Quoted from Free Shaquanda Cotton
"I am a 14-year-old black freshman who shoved a hall monitor at Paris High School in a dispute over entering the building before the school day had officially begun and was sentenced to 7 years in prison. I have no prior arrest record, and the hall monitor–a 58-year-old teacher’s aide–was not seriously injured. I was tried in March 2006 in the town’s juvenile court, convicted of “assault on a public servant” and sentenced by Lamar County Judge Chuck Superville to prison for up to 7 years, until I turn 21. Just three months earlier, Superville sentenced a 14-year-old white girl, convicted of arson for burning down her family’s house, to probation."

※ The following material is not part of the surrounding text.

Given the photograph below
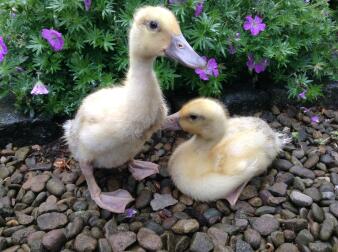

I found this information from The Moderate Voice article today.
According to the Chicago Tribune, it gets worse:
"Cotton, now 15, has been incarcerated at a youth prison in Brownwood, Texas, for the last year on a sentence that could run until her 21st birthday. But like many of the other youths in the system, she is eligible to earn earlier release if she achieves certain social, behavioral and educational milestones while in prison.
But officials at the Ron Jackson Correctional Complex have repeatedly extended Shaquanda’s sentence because she refuses to admit her guilt and because she was found with contraband in her cell–an extra pair of socks."
All I can say is WOW, who would have thought this type of "justice" still occured.